Giancarlo Stanton, who returned as the DH after a long stint on the injured list with a hamstring strain, certainly will be in Tuesday’s lineup when the Yankees go for a fourth straight win. However, other than Judge, Soto and Chisholm (and probably Volpe and Austin Wells), everything should be considered on the table.

The deadline looms, and general manager Brian Cashman continued working the phones Monday deep into the night trying to improve his roster — and, in the words of several rival executives, doing so “aggressively.”

Said Judge: “Other teams are making moves, so hopefully we start making moves too. We’ll see.”

Cashman made one big splash over the weekend, acquiring the dynamic Chisholm from the Marlins. He started in centerfield on Sunday night and looked more than competent while playing third base for the first time in his professional career on Monday night.

“I felt really comfortable at third,” he said. back in the infield felt great. That’s where I feel like I deserve to be.”

The Yankees believe Chisholm, a natural shortstop with a good arm, can make the transition because of his experience on the left side of the infield and his overall athleticism. He handled everything hit his way, successfully starting a 5-4-3 double play in the bottom of the first — after Judge’s homer gave Luis Gil a 1-0 lead in the top half — and making a diving catch of Nick Castellanos’ liner leading off the seventh.

Chisholm hit his 14th homer of the season and first as a Yankee in the second, an opposite-field shot. Two batters later, Rice made it 3-0 with his seventh homer. Soto’s two-run double and Wells’ two-out, two-run triple in the fifth gave the Yankees a 7-2 lead. They went ahead 9-3 in the seventh on Judge’s 430-foot two-run blast.

What can’t be ignored is that the Yankees — whose pitching staff produces a lot of ground balls — started players at the corner infield spots who are learning those positions on the fly: Chisholm and Rice, who was drafted as a catcher.

“Look, there’s definitely things we gotta work through from that standpoint,” Boone said before Monday’s game. “Concerned? Maybe a little bit, but the one thing I know is I feel like we’re a much better roster today than we were a day ago, two days ago. Getting Giancarlo back, bringing in a dynamic player like Jazz, makes for a better roster and definitely more upside. Not a complete product yet, but we’ll work hard to make sure we do the best we can with it.”

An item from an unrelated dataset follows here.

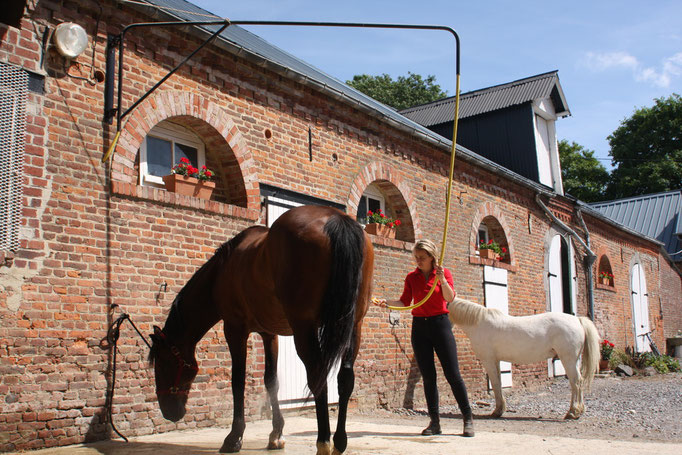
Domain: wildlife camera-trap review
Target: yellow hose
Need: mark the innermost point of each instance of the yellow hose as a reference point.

For that reason, bringing in more corner infield help can’t be ruled out. Nor can anything on the pitching front.

The Yankees are borderline desperate for a lockdown bullpen piece or two. But as their rotation has mostly regressed the last five weeks — Gil, good of late, was OK against the powerful Phillies, allowing three runs, five hits and three walks in 5 1⁄3 innings in which he struck out eight — the Yankees have been engaged in the starter market, too.

“Right now, not thinking anything of it,” Nestor Cortes, Wednesday’s scheduled starter, said of his name coming up in various trade scenarios. “I have a job to do Wednesday and that’s my focus.”

Boone, who played 12 years in the big leagues, called it an “unsettling time for guys.”

“I look forward to getting through these next 24 hours where] it’s like, ‘All right, here we go, boys, this is what we’ve got, let’s go get ’em,’ ” he said. “I don’t know [if there will be additional moves]. Anything’s possible, I would say.”